Consumers are eager for a better customer experience, and while things are improving in the insurance space, the gap between the haves and the have-nots is getting deeper and wider. This is an especially pressing issue for insurers because, fairly or unfairly, customer expectations are being raised by Internet retailers, banks and other financial services industries, which seem to have little trouble offering the ability to transact business, self-serve, review detailed account histories and customize communications methods, frequency and detail online.
If only it were that easy, right? Insurers face unique challenges in offering such contemporary experiences, including numerous, complex, geographically specific products, regulatory concerns, enormous customer bases and legacy systems that never were intended or designed to offer meaningful information to "civilians," much less to deliver it to tiny hand-held screens, which essentially didn't exist three years ago.
But it's not all about mobile. Not yet, anyway. Across age groups, customers still want access to a knowledgeable person who can answer questions and offer advice. But they don't want to wait and so even then, technology plays an increasingly urgent role in making those interactions efficient and effective.
So much has been written about "being easy to do business with," and "core-systems transformation" I can practically hear your eyes roll. In reporting this month's feature, as much as possible, I tried to avoid those words, not because they are not important aspects of delivering a positive customer experience, but because there are so many other aspects that lay behind the portal and that figure so prominently in insurers' ability to satisfy customers' expectations. I wanted to focus on the nitty-gritty aspects of doing right by customers and the other technologies insurers are implementing to increase the effectiveness of internal operations and the efficiency of communications to offer better customer experiences to all the different types of customers they support, internal and external.

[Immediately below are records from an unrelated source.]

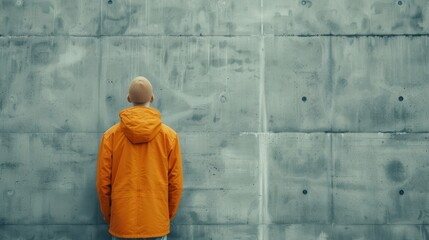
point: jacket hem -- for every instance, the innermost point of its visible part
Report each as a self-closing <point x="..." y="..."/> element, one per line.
<point x="139" y="235"/>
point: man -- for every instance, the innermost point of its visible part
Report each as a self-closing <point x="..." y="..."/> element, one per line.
<point x="139" y="171"/>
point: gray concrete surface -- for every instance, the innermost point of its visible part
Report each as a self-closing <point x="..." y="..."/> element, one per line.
<point x="298" y="119"/>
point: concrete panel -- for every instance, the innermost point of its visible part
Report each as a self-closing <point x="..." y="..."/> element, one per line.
<point x="20" y="17"/>
<point x="298" y="179"/>
<point x="183" y="17"/>
<point x="221" y="179"/>
<point x="48" y="178"/>
<point x="48" y="84"/>
<point x="297" y="85"/>
<point x="379" y="232"/>
<point x="380" y="84"/>
<point x="308" y="17"/>
<point x="200" y="84"/>
<point x="301" y="232"/>
<point x="63" y="232"/>
<point x="381" y="178"/>
<point x="197" y="232"/>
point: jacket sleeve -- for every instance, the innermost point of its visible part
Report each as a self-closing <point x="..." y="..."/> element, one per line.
<point x="103" y="182"/>
<point x="175" y="178"/>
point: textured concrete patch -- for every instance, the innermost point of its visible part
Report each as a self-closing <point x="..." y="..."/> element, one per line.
<point x="382" y="232"/>
<point x="385" y="176"/>
<point x="225" y="17"/>
<point x="21" y="17"/>
<point x="380" y="84"/>
<point x="63" y="232"/>
<point x="46" y="183"/>
<point x="345" y="17"/>
<point x="297" y="84"/>
<point x="200" y="84"/>
<point x="239" y="232"/>
<point x="48" y="84"/>
<point x="298" y="178"/>
<point x="221" y="179"/>
<point x="300" y="231"/>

A lot is at stake, as much as $400 billion per year is up for grabs as consumers shop the competition and more are open to the idea of doing insurance business with Google and companies like Google, Accenture said. And agents have more choices available, too. The vast and growing majority of that shopping and research will take place online and increasingly on smartphones and tablets. The companies that thrive, or even just survive, will be those that can compete, not against their peers, but against the largest, best funded and technology-enabled insurers.
Don't be the company that brought a knife to a gun fight.